Thankfully, she lost. The Court determined that a race-conscious admissions program is constitutionally permissible when the program is a way of obtaining “the educational benefits that flow from student body diversity,” including “the destruction of stereotypes, the promotion of cross-racial understanding, the preparation of a student body for an increasingly diverse workforce and society, and the cultivation of a set of leaders with legitimacy in the eyes of the citizenry.”(Fisher II citing Grutter v. Bollinger, 539 U.S. 306 (2003).
But Fisher — known these days as #Beckywiththebadgrades — won’t be the last person to claim that any minor consideration of race violates the Constitution. These anti-affirmative action cases pop up again and again.

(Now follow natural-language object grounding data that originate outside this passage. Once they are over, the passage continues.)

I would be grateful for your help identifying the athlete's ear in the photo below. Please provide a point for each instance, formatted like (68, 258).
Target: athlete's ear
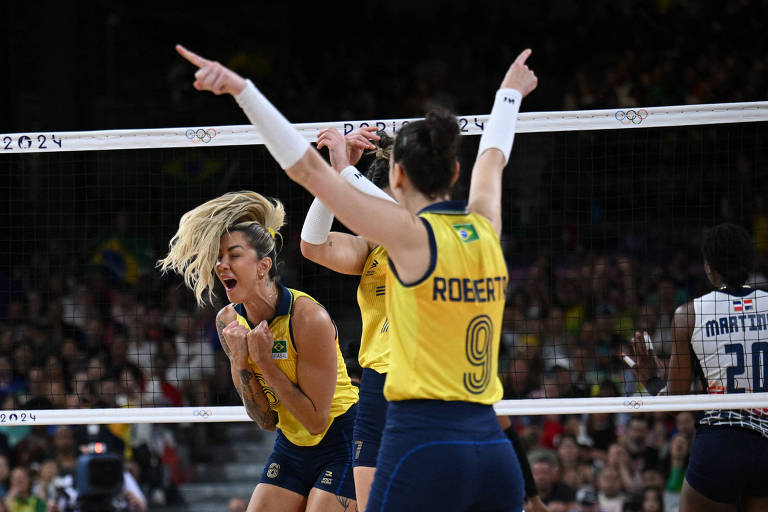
(264, 265)
(396, 176)
(455, 176)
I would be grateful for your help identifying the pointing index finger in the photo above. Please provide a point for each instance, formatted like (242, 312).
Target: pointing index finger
(191, 56)
(523, 56)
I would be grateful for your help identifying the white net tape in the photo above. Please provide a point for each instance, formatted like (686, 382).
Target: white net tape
(757, 402)
(214, 136)
(528, 122)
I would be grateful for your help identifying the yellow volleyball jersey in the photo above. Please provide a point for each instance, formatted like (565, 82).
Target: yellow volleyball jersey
(445, 328)
(374, 344)
(284, 355)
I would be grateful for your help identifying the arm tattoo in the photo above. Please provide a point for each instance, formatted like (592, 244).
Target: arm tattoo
(220, 329)
(264, 419)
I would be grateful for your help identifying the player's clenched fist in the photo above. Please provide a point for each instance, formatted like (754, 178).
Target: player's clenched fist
(519, 76)
(212, 76)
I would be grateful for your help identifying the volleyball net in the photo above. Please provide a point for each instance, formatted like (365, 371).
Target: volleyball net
(603, 214)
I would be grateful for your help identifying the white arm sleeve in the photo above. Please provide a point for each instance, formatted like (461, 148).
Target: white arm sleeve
(319, 219)
(499, 131)
(363, 184)
(282, 140)
(317, 224)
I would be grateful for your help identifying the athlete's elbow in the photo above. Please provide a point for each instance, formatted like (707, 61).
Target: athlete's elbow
(309, 251)
(317, 425)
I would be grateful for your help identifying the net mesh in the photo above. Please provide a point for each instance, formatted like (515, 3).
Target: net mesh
(601, 234)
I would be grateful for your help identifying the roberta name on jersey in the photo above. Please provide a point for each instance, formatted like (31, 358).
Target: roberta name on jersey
(454, 289)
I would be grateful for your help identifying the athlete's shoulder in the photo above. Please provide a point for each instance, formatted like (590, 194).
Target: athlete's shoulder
(226, 314)
(311, 321)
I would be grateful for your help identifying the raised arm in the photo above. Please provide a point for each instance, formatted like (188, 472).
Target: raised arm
(378, 221)
(496, 141)
(680, 369)
(314, 334)
(649, 370)
(341, 252)
(247, 382)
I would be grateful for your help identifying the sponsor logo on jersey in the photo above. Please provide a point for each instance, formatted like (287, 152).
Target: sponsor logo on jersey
(466, 232)
(280, 349)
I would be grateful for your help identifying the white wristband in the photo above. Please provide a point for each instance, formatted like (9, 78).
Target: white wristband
(317, 224)
(363, 184)
(282, 140)
(499, 131)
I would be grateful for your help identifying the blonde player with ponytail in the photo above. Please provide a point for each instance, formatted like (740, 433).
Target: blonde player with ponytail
(283, 351)
(442, 447)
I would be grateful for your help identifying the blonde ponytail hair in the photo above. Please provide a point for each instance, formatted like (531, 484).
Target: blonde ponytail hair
(194, 249)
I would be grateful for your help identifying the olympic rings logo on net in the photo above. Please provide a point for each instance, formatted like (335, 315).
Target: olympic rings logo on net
(631, 116)
(201, 135)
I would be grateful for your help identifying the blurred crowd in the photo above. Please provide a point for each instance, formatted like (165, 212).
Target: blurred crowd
(102, 329)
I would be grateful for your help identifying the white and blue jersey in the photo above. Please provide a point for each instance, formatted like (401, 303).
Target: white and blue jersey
(730, 339)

Whenever I see these cases, I wonder what the plaintiff’s bookshelves look like, assuming they have bookshelves at all (the average American isn’t much of a reader). Would these cases be less likely if Americans read more? How about if they read more diversely?
There is evidence that literature promotes a reader’s ability to empathize with others. As Time Magazine summarizes:
Raymond Mar, a psychologist at York University in Canada, and Keith Oatley, a professor emeritus of cognitive psychology at the University of Toronto, reported in studies published in 2006 and 2009 that individuals who often read fiction appear to be better able to understand other people, empathize with them and view the world from their perspective. This link persisted even after the researchers factored in the possibility that more empathetic individuals might choose to read more novels. A 2010 study by Mar found a similar result in young children: the more stories they had read to them, the keener their “theory of mind,” or mental model of other people’s intentions.
I assume that access to books that feature characters from diverse backgrounds — like the ones I included in my list for the Diverse Books Tag — would help people see the world from other perspectives. For readers who live in racially homogeneous communities — sadly, as many Americans do — their only exposure to diversity may be through literature.
It might be too much to hope that literature can prevent people like Abigail Fisher from blaming others for their own problems. However, reading books has other important benefits, including increasing a person’s chance of getting into the college of their dreams.
Then there’d be nothing to sue over.
*It’s worth noting that the Ten Percent Law includes majority-minority schools, presumably resulting in a more diverse freshman class.
**Courts have to be wary of race-based policies. However, there is a difference between a law or policy that seeks to increase diversity versus one that seeks to squelch it (such as Jim Crow laws or gerrymandering). The Supreme Court’s time would have been better spent addressing laws that fall into the latter category rather than revisiting affirmative action after Grutter. UPDATE: I just saw breaking news that the Court will review racial gerrymandering.